(Astro)Turf Wars: How corporate America is faking a grassroots revolution in the name of freedom

tim.dodd

Tea party activists get training in ‘guerrilla online campaigning’.

(Astro)Turf Wars is an investigative documentary examining the murky world behind the ‘grassroots’ groups that have previously sprung up to oppose things like environmental legislation and healthcare reform, and how they tie into the ‘Tea Party’ movement which is making its bid for wider political power.

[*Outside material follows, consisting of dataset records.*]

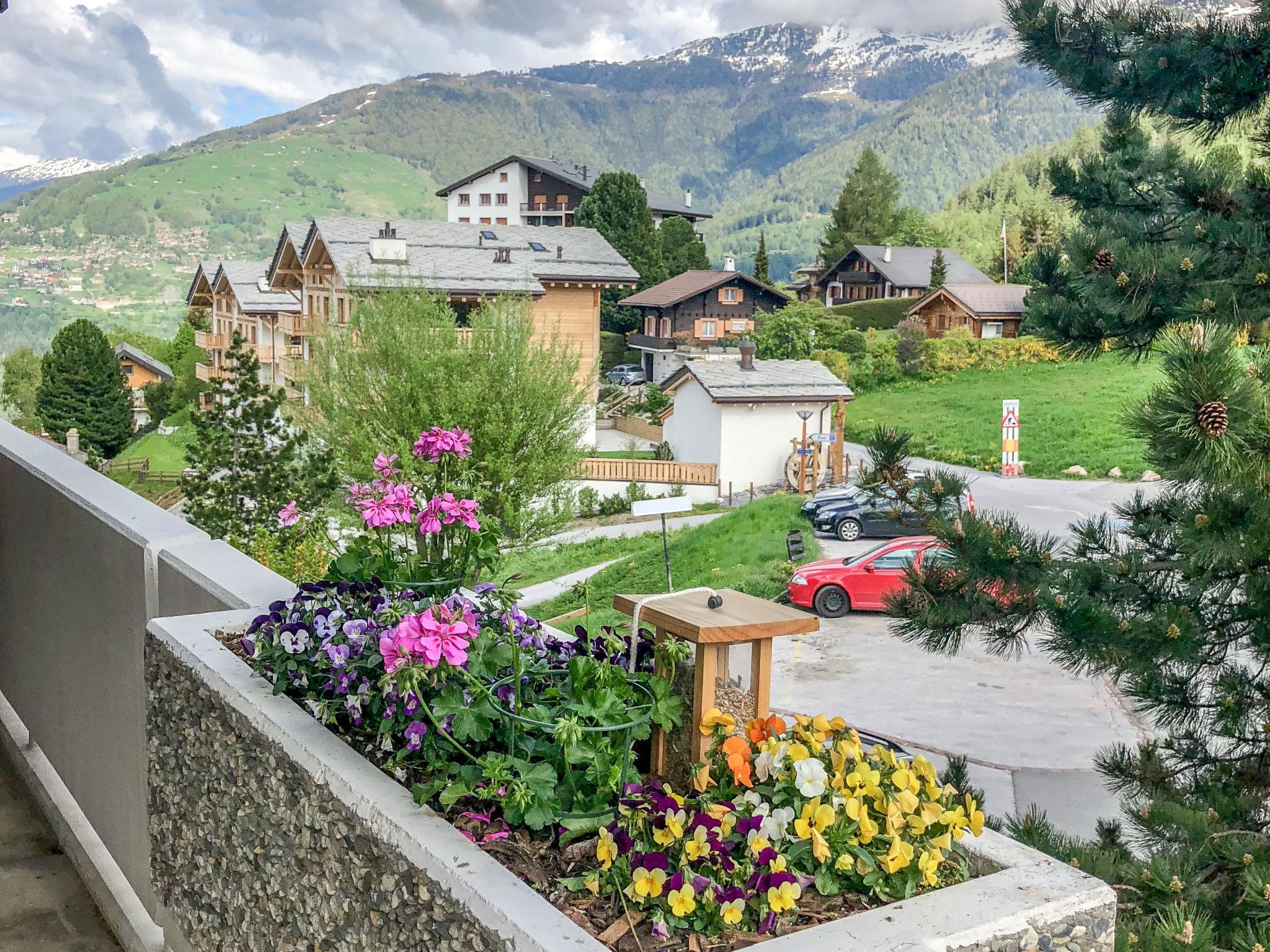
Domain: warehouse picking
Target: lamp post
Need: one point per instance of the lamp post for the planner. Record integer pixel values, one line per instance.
(802, 454)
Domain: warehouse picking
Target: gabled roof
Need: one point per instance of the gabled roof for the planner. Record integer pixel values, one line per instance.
(981, 300)
(249, 286)
(573, 173)
(770, 382)
(141, 357)
(691, 283)
(911, 267)
(455, 258)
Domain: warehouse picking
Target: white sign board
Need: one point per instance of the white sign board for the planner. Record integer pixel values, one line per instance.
(660, 507)
(1010, 438)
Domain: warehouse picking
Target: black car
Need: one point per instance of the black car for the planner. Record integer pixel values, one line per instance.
(876, 517)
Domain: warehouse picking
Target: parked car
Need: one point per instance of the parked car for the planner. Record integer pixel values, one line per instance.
(873, 516)
(835, 587)
(626, 374)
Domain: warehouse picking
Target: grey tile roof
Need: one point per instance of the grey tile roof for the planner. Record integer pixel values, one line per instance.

An ‘astroturf’ campaign is a fake grassroots movement founded, funded and organised by lobbying firms, PR companies, or interest groups. The term came to prominence following an upsurge of citizens groups opposing climate legislation in the USA that turned out to be funded and in some cases organised by industry lobby groups.

 

In one notorious case, the American Petroleum Institute was actually paying to organise rallies against climate legislation and then filling them up with oil company employees.

 

Director Taki Oldham went undercover to examine some of the groups campaigning against the Obama administration’s legislation. Oldham spend a month investigating grassroots groups campaigning on healthcare and climate change across the USA.

 

He found that some apparently citizen-led campaigns with appropriately populist names like ‘Hands off my Healthcare’ or ‘Hot Air Tour’ were actually PR tools organised by libertarian and conservative think tanks or lobby groups – in particular two organisations called ‘Americans for Prosperity (AFP)’ and ‘FreedomWorks’.

 

Across the USA, their activists and ‘independent experts’ give speeches, run trainings sessions on “guerrilla internet tactics”, collect signatures against the cap-and-trade bill, and mobilize their supporters in the name of freedom and the fight against communism – a cause which blurs into a fight for corporate freedom.

 

AFP is in turn funded by Koch Industries, the second biggest private company in the USA, who also fund the Cato Institute, the Reason Institute, the Mercatus Centre and the Heritage Foundation – all of whom have, incidentally, played a role in promoting climate change scepticism and denial.

 

There clearly is a link between these big funders, lobby groups and the Tea Party itself. AFP have provided funding and support to the movement, and although the Koch’s have distanced themselves, with David Koch stating: “I’ve never been to a tea-party event. No one representing the tea party has ever even approached me” the film shows footage of David Koch listening to members of different AFP chapters reporting how many ‘tea parties’ they have organised.

 

Oldham also traces the historical background to astroturfing. A forerunner of AFP and FreedomWorks was Citizens for a Sound Economy (CSE), which in 1994 was at the forefront of opposing attempts to reform healthcare in the USA. In 1998 CSE received more than $9million from tobacco, oil and gas companies, including Koch Industries.

 

As has also been meticulously documented in Naomi Oreskes’ excellent book Merchants of Doubt, although the issues for which astroturfing is deployed for have changed over the years, the organizations, tactics and in some cases people involved has remained remarkably consistent.